The only hard part is after finishing this book if your experience is the same as mine, you want to be able to race ahead and find out what happens to the characters but of course this is a work in progress, we have 3 more books to get through before we know what happens.
Mr. Steele's writing is excellent, it isn't overly wordy and the dialog is both jarring at times and realistic, the anger and love and confusion expressed in the words paints a vivid picture of people in turmoil.Defining this book simply based on its category would be like defining a Raymond Chandler story as just another mystery and dismissing it as such without reading it would be a major mistake.
3 out of 3 people found this review helpful.
Plot Twists and Turns Worthy of the Best of His Genre
Posted December 18, 2011
highly recommend. plot twists and turns worthy of the best of his genre.
I have read Mr. Steele's first book in his series, and eagerly await reading the balance. There is a rich texture to his work, and he fills characters out with descriptions that seem to put them exactly in the situations he intends them to be. There is a complexity to his story telling, yet the characters are simple people with everyday, simple needs and aspirations. Their stories are akin to those we see every day, and are very much like people we know.
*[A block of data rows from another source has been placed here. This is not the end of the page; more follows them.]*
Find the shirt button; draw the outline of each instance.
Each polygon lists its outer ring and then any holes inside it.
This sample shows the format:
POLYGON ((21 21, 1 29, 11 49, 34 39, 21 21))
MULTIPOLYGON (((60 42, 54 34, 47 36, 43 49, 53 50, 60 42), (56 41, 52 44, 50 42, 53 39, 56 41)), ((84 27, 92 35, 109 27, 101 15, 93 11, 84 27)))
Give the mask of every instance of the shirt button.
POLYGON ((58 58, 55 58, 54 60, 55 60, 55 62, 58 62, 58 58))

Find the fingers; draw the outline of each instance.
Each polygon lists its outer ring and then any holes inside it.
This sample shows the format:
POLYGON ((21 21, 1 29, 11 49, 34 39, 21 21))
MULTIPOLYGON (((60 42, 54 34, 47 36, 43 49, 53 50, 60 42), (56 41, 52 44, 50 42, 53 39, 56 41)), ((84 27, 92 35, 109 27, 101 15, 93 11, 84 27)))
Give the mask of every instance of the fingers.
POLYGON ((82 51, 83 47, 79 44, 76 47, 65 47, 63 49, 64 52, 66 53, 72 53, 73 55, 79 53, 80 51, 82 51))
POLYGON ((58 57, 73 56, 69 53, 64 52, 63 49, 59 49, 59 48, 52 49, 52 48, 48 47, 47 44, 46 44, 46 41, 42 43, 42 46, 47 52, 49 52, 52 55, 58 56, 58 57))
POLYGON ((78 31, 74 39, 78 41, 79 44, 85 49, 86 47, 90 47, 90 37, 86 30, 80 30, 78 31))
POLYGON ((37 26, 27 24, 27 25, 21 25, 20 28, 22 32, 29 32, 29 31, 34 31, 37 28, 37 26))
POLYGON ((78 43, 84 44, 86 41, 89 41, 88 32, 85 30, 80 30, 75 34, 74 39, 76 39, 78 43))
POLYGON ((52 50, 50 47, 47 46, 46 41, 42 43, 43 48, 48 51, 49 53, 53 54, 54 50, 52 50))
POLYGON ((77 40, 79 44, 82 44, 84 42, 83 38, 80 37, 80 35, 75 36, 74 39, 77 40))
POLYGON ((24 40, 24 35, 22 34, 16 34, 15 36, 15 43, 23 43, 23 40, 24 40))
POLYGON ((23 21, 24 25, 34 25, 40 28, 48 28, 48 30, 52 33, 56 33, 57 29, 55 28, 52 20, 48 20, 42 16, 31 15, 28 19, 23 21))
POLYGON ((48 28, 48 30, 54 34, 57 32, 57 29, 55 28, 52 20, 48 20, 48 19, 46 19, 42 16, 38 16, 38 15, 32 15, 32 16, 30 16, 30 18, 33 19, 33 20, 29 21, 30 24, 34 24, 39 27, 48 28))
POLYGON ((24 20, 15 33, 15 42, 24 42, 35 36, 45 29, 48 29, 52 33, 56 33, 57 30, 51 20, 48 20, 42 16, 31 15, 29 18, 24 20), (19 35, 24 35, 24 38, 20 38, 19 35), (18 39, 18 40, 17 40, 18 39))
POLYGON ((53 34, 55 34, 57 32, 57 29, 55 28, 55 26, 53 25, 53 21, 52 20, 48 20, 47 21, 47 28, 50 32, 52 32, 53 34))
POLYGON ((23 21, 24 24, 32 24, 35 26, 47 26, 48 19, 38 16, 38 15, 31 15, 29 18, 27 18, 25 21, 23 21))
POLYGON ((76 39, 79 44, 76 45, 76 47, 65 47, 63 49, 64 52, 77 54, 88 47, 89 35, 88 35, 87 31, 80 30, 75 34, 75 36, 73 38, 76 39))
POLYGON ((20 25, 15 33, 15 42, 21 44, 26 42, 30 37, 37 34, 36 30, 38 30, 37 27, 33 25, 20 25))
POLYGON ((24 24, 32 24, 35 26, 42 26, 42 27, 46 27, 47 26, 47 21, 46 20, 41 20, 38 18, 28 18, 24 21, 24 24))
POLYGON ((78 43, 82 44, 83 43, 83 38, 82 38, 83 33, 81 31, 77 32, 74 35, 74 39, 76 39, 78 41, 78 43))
Unfaithful spouses, neglect in marriage, mid-life crisis, rebellious children, not to mention the topics that are in the major reviews. I found the interpersonal dynamics much more compelling than the work environment of William Maitland, protagonist of Mr. Steele's work.
It is a "can't put down" piece, and one finds oneself hurrying to finish a page to turn to the next, yet savoring each new and different dynamic to its end. As an avid reader, I have found Mr. Steele to be quite accomplished (I believe this to be his first work, but might be mistaken) and well worthy of both time and money.
Just FYI, I read Stuart Woods, Lee Child, Kellerman, the Alex Cross series, John Sanford, and many others of that genre. I think Mr. Steele is on his way to fitting nicely into that circle. As stated, I do look forward to the series of his "When We Were Married" books.